Walgreens begins 2020 as it ended 2019, with earnings slump
Walgreens is kicking off its year much as it ended its last, with a big earnings plunge.
First-quarter net income for the north suburban Deerfield-based company tumbled about 25% as the drugstore chain filled fewer prescriptions than expected and continued to work through a cost-cutting program geared to produce billions in future savings.
Walgreens executives said Wednesday that the company was hurt, in part, by a difficult market in the United Kingdom, but it also generated more cash than expected, and that cost-cutting may exceed the company’s goal of $1.8 billion in annual savings by 2022.
Shares of Walgreens, a Dow component, slid nearly 6% Wednesday.
The company runs more than 18,750 stores, including nearly 9,300 in the United States.
The company and its competitors have been hurt by challenges like tighter prescription reimbursement from insurers and growing competition from online options.
Walgreens is trying partnerships to draw more people into its stores.

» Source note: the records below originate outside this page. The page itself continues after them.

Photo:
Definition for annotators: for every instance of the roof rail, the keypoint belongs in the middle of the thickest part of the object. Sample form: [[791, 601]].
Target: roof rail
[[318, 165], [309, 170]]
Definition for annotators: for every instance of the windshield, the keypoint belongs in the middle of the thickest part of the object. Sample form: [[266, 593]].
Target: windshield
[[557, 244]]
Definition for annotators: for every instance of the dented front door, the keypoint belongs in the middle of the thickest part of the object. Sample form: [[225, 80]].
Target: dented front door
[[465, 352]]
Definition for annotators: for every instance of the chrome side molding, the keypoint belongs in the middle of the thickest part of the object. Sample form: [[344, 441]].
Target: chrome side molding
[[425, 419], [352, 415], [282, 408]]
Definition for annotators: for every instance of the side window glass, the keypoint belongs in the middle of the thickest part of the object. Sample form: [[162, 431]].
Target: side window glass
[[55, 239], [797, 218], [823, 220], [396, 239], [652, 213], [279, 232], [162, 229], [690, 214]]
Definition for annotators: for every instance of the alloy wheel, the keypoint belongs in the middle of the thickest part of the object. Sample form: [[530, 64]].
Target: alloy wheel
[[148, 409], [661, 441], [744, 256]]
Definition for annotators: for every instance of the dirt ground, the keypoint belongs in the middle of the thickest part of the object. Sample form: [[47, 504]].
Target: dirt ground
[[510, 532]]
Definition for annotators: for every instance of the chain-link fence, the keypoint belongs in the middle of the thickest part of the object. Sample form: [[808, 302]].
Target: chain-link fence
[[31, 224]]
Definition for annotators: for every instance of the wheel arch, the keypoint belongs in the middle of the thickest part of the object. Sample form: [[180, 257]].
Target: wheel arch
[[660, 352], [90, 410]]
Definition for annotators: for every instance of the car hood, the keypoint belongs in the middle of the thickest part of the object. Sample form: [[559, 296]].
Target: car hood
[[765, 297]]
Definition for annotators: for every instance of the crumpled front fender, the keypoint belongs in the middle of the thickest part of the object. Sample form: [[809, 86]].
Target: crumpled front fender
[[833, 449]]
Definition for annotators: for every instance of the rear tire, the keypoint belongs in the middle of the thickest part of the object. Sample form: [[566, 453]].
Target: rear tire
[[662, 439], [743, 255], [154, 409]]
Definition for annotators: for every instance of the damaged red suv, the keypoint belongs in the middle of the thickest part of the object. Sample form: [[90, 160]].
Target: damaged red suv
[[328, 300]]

That will take years to develop, believes Edward Jones analyst John Boylan.
“We anticipate that profitability and sales growth may be hard to come by for the foreseeable future,” Boylan wrote in a research note.
Executive Vice Chairman and CEO Stefano Pessina told analysts Wednesday that the company has a medium to long-term improvement strategy instead of focusing on the next quarter’s results.
“I hope that in the end, we will be right,” he said.